3. 【裏技2】「リース契約」で初期費用ゼロにする
リースとは、リース会社が代わりに機器を購入し、それを店舗に「長期間(5〜7年)貸し出す」契約です。レンタルとは違い、新品を導入できます。
リースのメリット
- 初期費用が不要:月々の支払い(数千円〜数万円)だけで、数百万円クラスの機器を導入できます。

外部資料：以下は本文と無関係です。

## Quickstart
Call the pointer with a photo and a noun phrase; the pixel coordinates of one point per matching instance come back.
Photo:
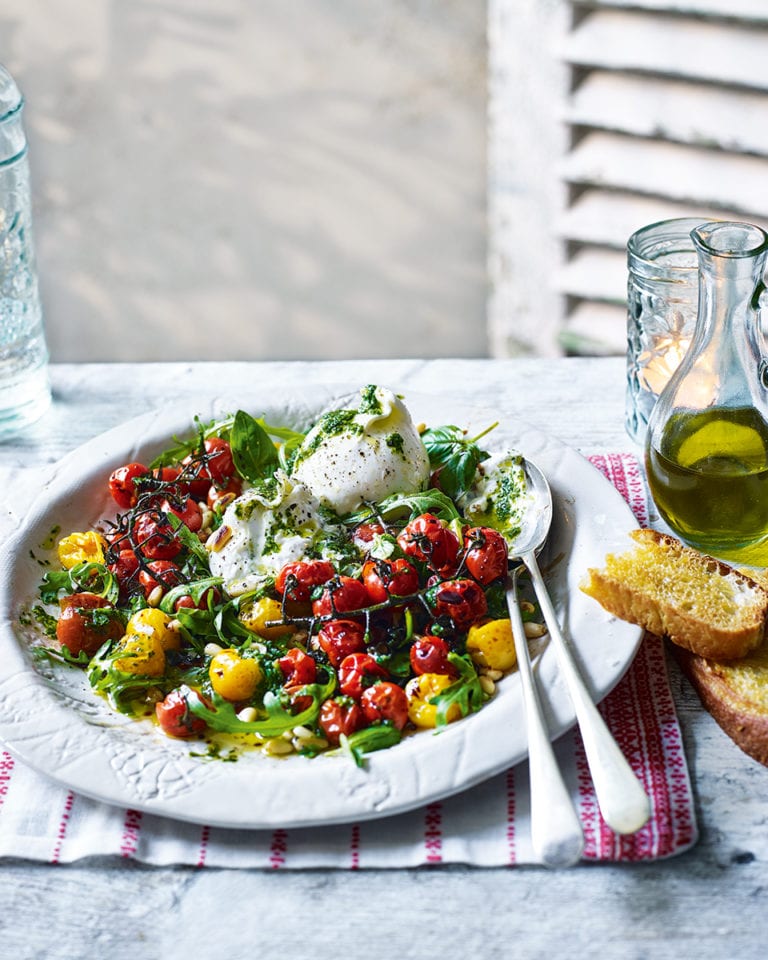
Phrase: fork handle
(623, 802)
(556, 832)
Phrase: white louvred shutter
(647, 110)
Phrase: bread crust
(681, 626)
(743, 721)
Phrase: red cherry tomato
(300, 578)
(461, 600)
(164, 573)
(81, 628)
(357, 672)
(341, 595)
(389, 578)
(339, 638)
(297, 667)
(175, 717)
(122, 484)
(155, 538)
(430, 655)
(486, 556)
(426, 539)
(340, 715)
(187, 511)
(385, 701)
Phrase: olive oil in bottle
(707, 442)
(709, 478)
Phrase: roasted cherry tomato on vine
(124, 567)
(296, 581)
(429, 654)
(389, 578)
(426, 539)
(341, 595)
(357, 671)
(340, 715)
(462, 600)
(297, 667)
(175, 717)
(339, 638)
(160, 573)
(385, 701)
(486, 554)
(122, 484)
(86, 622)
(155, 538)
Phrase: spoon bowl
(623, 802)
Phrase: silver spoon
(623, 802)
(556, 832)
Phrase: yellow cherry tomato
(81, 548)
(234, 677)
(141, 654)
(256, 614)
(153, 622)
(420, 690)
(491, 645)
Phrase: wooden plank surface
(708, 903)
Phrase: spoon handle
(623, 802)
(555, 828)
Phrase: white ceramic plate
(50, 719)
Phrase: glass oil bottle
(707, 441)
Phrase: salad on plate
(312, 593)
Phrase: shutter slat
(680, 173)
(595, 274)
(755, 10)
(597, 329)
(714, 52)
(608, 219)
(681, 111)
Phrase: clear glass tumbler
(662, 303)
(24, 388)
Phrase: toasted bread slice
(700, 603)
(736, 694)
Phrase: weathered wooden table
(708, 903)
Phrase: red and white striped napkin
(485, 826)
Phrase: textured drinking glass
(662, 302)
(24, 388)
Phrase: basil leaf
(456, 457)
(253, 452)
(465, 692)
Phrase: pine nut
(277, 747)
(492, 674)
(302, 733)
(218, 540)
(155, 596)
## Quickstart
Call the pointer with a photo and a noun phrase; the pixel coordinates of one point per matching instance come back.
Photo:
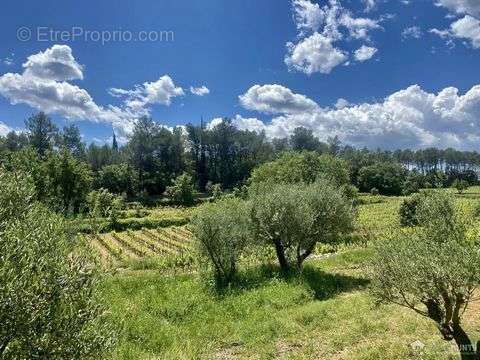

キャッシュフローを圧迫しません。
- 経費計上が楽:毎月のリース料は全額「経費」として処理できるため、節税効果もあります。
- 動産保険が付いている:万が一、火災や落雷、水害などで機器が破損しても、保険で修理・交換できるケースが多いです。
リースのデメリット
- 総支払額は高くなる:金利や手数料が含まれるため、一括購入よりも総額は割高になります(目安:新品価格の1.2倍程度)。
- 途中解約ができない:原則として、契約期間中に店が閉店しても、残りのリース料を一括で支払う義務があります。
- 審査がある:開業届を出したばかりの個人事業主だと、審査に通らない場合があります(保証人が必要になることが多い)。
リースに向いている機器
- 食器洗浄機:新品なら高額(50万〜100万)ですが、リースなら月々1〜2万円程度。故障リスクが高いため、新品保証があるリースが安心です。
- スチームコンベクションオーブン:非常に高額かつ、最新機能が重要なため、リース導入の定番です。
4. 【裏技3】最強の節約術「居抜き物件」の造作譲渡
もしこれから物件選びをするなら、「厨房機器が残っている居抜き物件」を探すのが、最もコストを抑える方法です。
- 造作譲渡(ぞうさくじょうと):前のテナントから、内装や厨房機器をまとめて買い取る(または無償で譲り受ける)契約。
- メリット:運搬費や設置工事費(給排水・電気工事)が一切かからないため、機器代だけでなく工事費も数百万円単位で浮きます。
- 注意点:必ず契約前に「すべての機器の動作確認」を行いましょう。「譲り受けた冷蔵庫が壊れていた」となると、撤去費用と新品購入費で逆に高くつきます。
5. 失敗しない予算配分のシミュレーション
例えば、厨房機器の予算が「150万円」しかない場合、どう配分すべきでしょうか。
【悪い例】全て新品で揃えようとする
- 冷蔵庫・冷凍庫:新品
- 食洗機:新品
- コンロ・作業台:新品 → 総額 300万円オーバー(予算不足で、重要な食洗機を諦めることになる)
【良い例】ハイブリッド戦略
- 大型冷蔵庫:リース(初期0円、月々1.5万円)
- 食洗機:リース(初期0円、月々1.2万円)
- コンロ・オーブン:中古良品(30万円)
- シンク・作業台:中古(10万円)
- 小物・調理器具:新品(10万円) → 初期費用 50万円(予算内で収まり、残り100万円を運転資金や広告費に回せる!)
このように、高額なものをリースに逃がし、耐久性のあるものを中古で賄うことで、初期費用を抑えつつ、必要なスペックを揃えることができます。
6. まとめ
厨房機器は、料理人の武器ですが、見栄を張って新品を揃える必要はありません。お客様は「新品の冷蔵庫で冷やしたビール」だから喜ぶのではなく、「冷えたビール」であれば満足なのです。
- 板金類(シンク等)は中古で十分
- 高額・故障リスクのある機械はリースか新品
- 居抜き物件の残置物を最大限活用
この3つの視点を持ち、浮いた資金を集客のための販促費や、スタッフの採用コストに回すこと。それが、賢い経営者のスタートダッシュです。